Nous ne doutons point que cette langue n’ait eu son harmonie dans la prononciation ; chaque langue s’en est fait une : mais nous ne nous hazarderons point d’en juger ; les siecles nous en ont rendus incapables. D’ailleurs c’est une chose qui dépend trop de l’opinion pour en porter son jugement, même à l’égard des langues vivantes. Ce qu’il y a de plus certain sur la prononciation de la langue hébraïque, c’est que l’écriture en est ornée d’une multitude d’accens fort anciens qui reglent la marche & la cadence des mots, & qui en modifient les sons. Ceux des Juifs qui en sont usage, chantent leur langue plûtôt qu’ils ne la parlent, & ils la psalmodient dans leur synagogue d’une façon qui ne prévient point pour son harmonie : mais il en est sans doute de leur musique comme de leurs contorsions ; ce sont des inventions modernes qui remplacent chez eux une harmonie & une prononciation qu’ils ont certainement perdues, puisqu’elles varient dans les différentes parties du monde, où ils se sont établis.
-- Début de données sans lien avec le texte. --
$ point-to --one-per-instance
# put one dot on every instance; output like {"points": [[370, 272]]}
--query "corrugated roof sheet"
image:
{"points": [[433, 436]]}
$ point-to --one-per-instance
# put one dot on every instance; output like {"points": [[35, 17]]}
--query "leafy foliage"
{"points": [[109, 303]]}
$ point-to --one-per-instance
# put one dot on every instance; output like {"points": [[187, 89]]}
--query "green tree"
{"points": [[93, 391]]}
Nous ne présumons pas cependant que cette langue ait été desagréable au parler ; mais quand on la compare avec le chaldéen, il paroît que celui-ci a beaucoup plus évité les lettres sifflantes & les consonnes doubles, qui sont fréquentes & qui sonnent fortement en hébreu. On juge aussi par la ponctuation, que le chaldéen se plaisoit davantage dans les sons brefs & légers, & que la gravité étoit au contraire un des caracteres de la dialecte hébraïque. On peut le remarquer encore par le genre de poésie que les rabbins se sont fait, où ils ont admis toutes les différentes[1] mesures des Grecs & des Latins, & où ils ne font néanmoins presqu’aucun usage du dactile, dont le caractere est la légereté.

Ce que nous venons de dire sur la poésie moderne des Juifs, nous avertit que nous n’avons rien dit de l’ancienne poésie de leurs peres. Nous ne pouvons douter qu’une langue aussi poétique n’ait été pourvûe de cet art qui se trouve même chez les Sauvages. On soupçonne avec beaucoup de raison que les cantiques de Moyse & de David, & même qu’une partie du livre de Job, contiennent une véritable versification : quelques-uns ont crû y trouver une cadence réglée & même la rime ; mais là-dessus nous avons moins des découvertes que des illusions. Cette poésie & ses regles ne nous sont point connues ; l’on ignore tout-à-fait si elle se régloit par la quantité ou par le nombre des syllabes, & les Juifs mêmes ont totalement perdu les principes de leurs anciens poëtes. C’est pour y suppléer qu’ils se sont fait un nouvel art poétique, avec lequel ils ont quelquefois versifié en langue sainte, en adoptant la quantité des Grecs & des Latins, à laquelle ils n’ont pas oublié d’ajoûter la rime, fille de ces allusions si fréquentes dans leur prose. C’étoit un agrément qui leur étoit trop naturel pour qu’ils ayent pû

s’en passer : ils la nomment charuz, c’est-à-dire collier de perles ; & il résulte de cette alliance de la rime avec la quantité, que leur poésie ressemble à celle de nos anciennes hymnes, qui ont de même adopté l’une & l’autre.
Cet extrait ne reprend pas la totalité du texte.